Sun, Jun 08, 2003 - Page 7 News List

Scientists prepare for `Martian jetlag' in NASA mission

REUTERS , CAPE CANAVERAL, FLORIDA

No human has yet set foot on Mars, but at the Jet Propulsion Laboratory, dozens of NASA's top planetary scientists are bracing for their first case of "Martian jetlag."

About 150 scientists and some 170 engineers at the NASA planetary center in Pasadena, California, will be needed to manage two lawnmower-sized robots called the Mars Exploration Rovers now destined for the Red Planet.

One problem for the scientists back on Earth is that a Martian day is 24 hours and 39.5 minutes long. Since the rovers run on solar power, they will wake up each day with the sunrise. The humans will work on the rover schedule.

"Back home on Earth, people on the project are going to shift 39-and-a-half minutes every day," said Joy Crisp, a project scientist. After about five weeks, the teams will have shifted all the way back to their starting point, she noted to reporters in a briefing on the mission.

"We consulted with fatigue counter-measure experts, we've had training and implemented measures to minimize the effect of what we call Martian jetlag," Crisp said.
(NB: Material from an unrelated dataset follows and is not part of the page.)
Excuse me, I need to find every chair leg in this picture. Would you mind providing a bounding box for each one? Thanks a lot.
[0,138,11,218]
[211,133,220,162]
The first rover is to launch aboard a Delta 2 rocket from Cape Canaveral, Florida, today, weather permitting, and the second is set to lift off on June 25, with both reaching Mars within weeks of one another in January.

NASA has high hopes for the rovers, which will send back the most detailed pictures ever taken of the Martian landscape if they land safely.

Further complicating matters, the rovers will be on opposite sides of the planet, meaning the scientists will be split into teams working in different time zones.

The space agency considers this a high risk mission.

Of some 30 Mars expeditions mounted by various nations, only 12 have so far been successful. Two others, from Japan and Europe, are still en route.

Of nine attempts to actually land on the surface, only three have succeeded.

Although the planet offers plenty of danger itself -- dust storms frequently sweep its face and spacecraft have simply disappeared after entering its atmosphere -- some of the problems have been self-inflicted.

NASA lost one 1998 mission because the agency failed to take into account that some calibrations had been made in metric, some in English standard.

NASA has redesigned its MARS program from the ground up since that humiliating mishap, and the agency is counting on the twin rovers' US$800 million mission to put them back on course.

"We have done everything humanly possible to eliminate as many risks as possible on this mission, but Mars is still the death planet. It's a graveyard for many, many spacecraft," said Ed Weiler, NASA's chief space scientist.

The rovers are designed to spend at least three months searching for evidence of water, either past or present, on the Martian surface inside its rocks. NASA plans to send robotic laboratories to Mars by the end of the decade.

Weather back on Earth poses a problem at the launch site. Today's forecast calls for a 60 percent chance of thunderstorms.